At this point neither federal nor state Government is mandating remote work. Governor Mills ordered all restaurants and bars in Maine to close to dine-in customers and prohibited social gatherings of more than 10 people.
Employers that have (1) employees who have returned from China and/or Italy in the past 14 days; or (2) had close contact with someone confirmed to have the virus or someone who is being evaluated for infection, should require these employees to work from home for 14 calendar days, the length of the suspected incubation and transmission period
Am I required to pay my employees under the FMLA or regulations if I close my office/business due to COVID-19?
In general, you are responsible for providing FML under the FMLA only if you have 50+ employees and the Maine FMLA if you have 15+ employees. There are other hourly and longevity requirements that make an employee eligible or not. Closure due to Covid-19 concerns does not require payment under the FMLA. While the federal government is debating enacting some laws that might change this, nothing is in effect yet. A person who is home with the virus (or other qualifying illness) or caring for a family member with the virus (or other qualifying illness) may be eligible for FMLA/MFMLA depending on the other eligibility requirements being met. But closure of your office due to the virus will not necessitate paying everyone under the FMLA.

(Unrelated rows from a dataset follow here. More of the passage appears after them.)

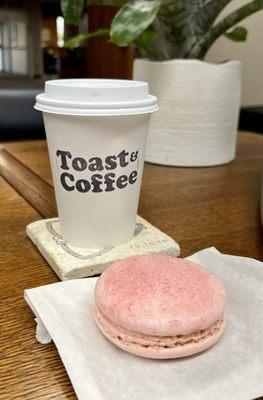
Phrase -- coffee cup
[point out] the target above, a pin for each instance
(96, 133)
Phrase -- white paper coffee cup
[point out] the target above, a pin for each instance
(96, 132)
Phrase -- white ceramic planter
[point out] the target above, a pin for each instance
(199, 106)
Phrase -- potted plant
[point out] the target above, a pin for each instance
(199, 102)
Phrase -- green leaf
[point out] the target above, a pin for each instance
(72, 10)
(106, 2)
(238, 34)
(75, 42)
(145, 44)
(185, 22)
(133, 19)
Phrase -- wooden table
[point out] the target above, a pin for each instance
(199, 208)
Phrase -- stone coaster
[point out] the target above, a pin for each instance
(71, 262)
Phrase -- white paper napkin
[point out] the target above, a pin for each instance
(230, 370)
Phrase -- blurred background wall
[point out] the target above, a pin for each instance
(250, 53)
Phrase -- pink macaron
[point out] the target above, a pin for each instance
(160, 306)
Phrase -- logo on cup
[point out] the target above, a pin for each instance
(101, 180)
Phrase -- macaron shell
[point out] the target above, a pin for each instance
(160, 295)
(162, 352)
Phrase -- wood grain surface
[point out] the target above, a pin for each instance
(199, 208)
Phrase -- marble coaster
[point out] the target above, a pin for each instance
(70, 262)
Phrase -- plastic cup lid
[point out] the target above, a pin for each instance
(96, 97)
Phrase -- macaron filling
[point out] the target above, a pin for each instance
(118, 333)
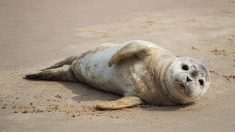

Will employees get unemployment if employers close a facility due to COVID-19?
Yes. Governor Mills did enact new laws that provide for employees to be eligible for unemployment when an employer closes a practice due to Covid-19, waiving some other requirements that might otherwise have applied. If an owner of a company pays her/himself wages like another employee and the business closes, the owner likely will qualify for unemployment. If she/he does not, she might still qualify in these uncertain times, but that remains unclear.
The State and Federal Government are working to make small business and other loans available to businesses during this difficult time. More information on that is available here.
Can employers reveal who has been infected with COVID-19 to help stop the spread?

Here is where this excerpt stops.